Digging deep, Principal Jennifer Ellsperman references school values to explain their shift in fundraising efforts.
“Fundraisers in the past [entailed] a lot of plastic toys that kids would eventually throw away, and a lot of candy and money,” she says, delicately. “It would create this whole frenzy around the prizes. Even though it raised good money for the school, it didn’t really support our values around health and wellness and really turning out students who are good citizens.”
Instead of door to door sales – not necessarily a comfortable fit for all kids – BMS is hosting a Bike-A-Thon, May 16 to May 20, tapping the recreation spirit of the valley.
Aligning with Basalt Elementary School’s Thanksgiving Day Turkey Trot and Basalt High School’s Color Run, the Bike-A-Thon is the brain-child of BMS’s new Parent Engagement Group. A collection of student parents dedicated to supporting the school through volunteerism, teacher support and fundraising, they meet with the administration to discuss school needs and how to help support staff and fill gaps in both manpower and funds. Brook Portman is one such parent.
“We have a significant biking community here, so it’s a better solution for everyone,” she explains, “and we hit all aspects – the mountain bikers, road bikers, even stationary bikes. It includes introverts, extroverts.”
“The children are our future,” says Ellsperman, “and their needs are greater than ever, just like everyone’s seem to be because of the pandemic. We have major academic needs. We have major social-emotional needs.”
Portman also notes that “there is no budget for teacher appreciation, which is critical to teacher retention,” an ongoing issue throughout the region. Listing off housing costs, stagnant salaries, and ever-dwindling budgets for out-of-pocket classroom costs, the Parent Engagement Group recognizes the toll these take on teachers. Portman also lists the cost of field trips, assemblies and guest speakers that benefit students and expand their awareness and connectivity, building strong future leaders.

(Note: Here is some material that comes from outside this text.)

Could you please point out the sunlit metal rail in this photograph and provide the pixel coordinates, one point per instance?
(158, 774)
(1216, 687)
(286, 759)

As such, Portman is excited to attempt ten miles along the Rio Grande with her kids, ages eight and eleven, one of whom has only recently conquered a fear of biking. “We’ll see how we do!” she laughs.
Will Ellsperman be participating in the Bike-A-Thon, too?
“Yes!” the principal exclaims. “I got out on Saturday to suss out my ride,” she says, describing popular mountain routes nearby. “There are bluebells all over the place! I’ll probably do a ride with my husband Stephen, and I’ll probably do another ride with all the girls. We have this group text with about 13 of us on it who like to get out and mountain bike. There’s plenty of time; we have a week!”
BMS is shooting to raise $10,000 through registration fees. Adults pay $20, youth are $10, and the family or group rate is capped at $50. Register online at bit.ly/bmsbike for a 1-mile, 10-mile, or 25-mile distance, and choose your own adventure. With several business sponsors on board, the first 150 people to register will snag a sweet swag gift. All registrants are included in a raffle of delightful, locally-sponsored prizes.
Post Bike-A-Thon photos online to help spread the stoke. Enlist your friends and family and get out there; spring is calling – and the kids and teachers deserve it.